This weekend was forecast to be settled and dry, but active lows over the Tasman Sea would soon bring in some "rough and tumble weather".
"Next week is signalled as stormy and wet for most of the country, with an elevated risk of extreme rainfalls in western parts of both Islands, as well as for Nelson."
By the middle of May, a pattern change to cooler southwesterlies heralded in a change to relatively dry conditions for regions in the north and east of both Islands.
Temperatures in the first half of May were likely to swing from one extreme to the other - and then settle slightly cooler for the second half of May, she said.
"After unseasonably mild northwesterlies next week, a rapid change to unusually cool conditions is expected by mid-month. Eastern regions will experience the largest extremes in temperature in May."

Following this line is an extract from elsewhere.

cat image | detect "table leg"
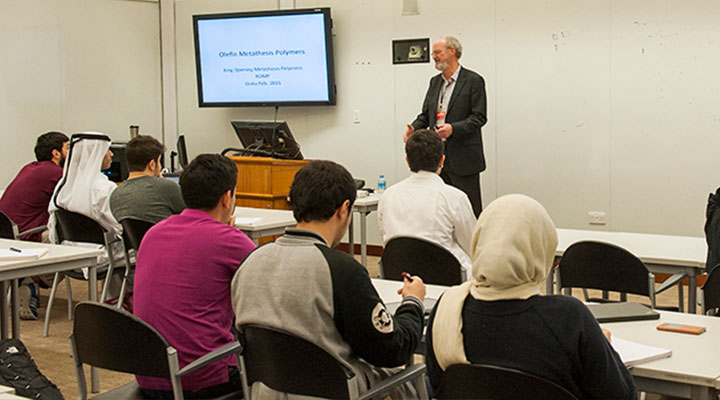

She noted April had been extremely wet between Waikato and Wellington, while Hamilton received more than twice the usual April rainfall, at more than 200 per cent of normal.
It was also the wettest April on record for Whanganui, Palmerston North and Paraparaumu, and was also a very wet May along the West Coast, with Milford Sound recording over 900mm of rain, and Greymouth and Hokitika well in excess of 300mm.
But over the next three months, soil moisture levels and river flows were also likely to be in the near normal or above normal range in the west of the North Island and the west of the South Island, and most likely near normal the east of the North Island and the north of the South Island, NIWA reported.
In the north of the North Island, these were equally likely to be near normal or below normal range, while in the east of the South Island, soil moisture levels were about equally likely to be in the below normal or near normal range, and river flows are most likely to be in the below normal range.
The calmed conditions over the period sat against a background of higher than normal mean sea level pressures for the New Zealand region, extending across the Tasman Sea.
Lower than normal mean sea level pressures were also expected well south of the country, and this circulation pattern was likely to produce more south-westerly quarter wind flows than normal.
Meanwhile, warming of the sea surface across the equatorial Pacific Ocean had continued last month, building upon the warmer than normal waters observed in previous months.
These patterns, in combination with weaker trade winds and increasing cloudiness near, and to the east of, the International Date Line were consistent with weak El Niño conditions.
International guidance suggested there was a close to 80 per cent chance of an El Nino system commencing over the next three months, although forecasts tended to be less reliable presently than at other times of the year, NIWA said.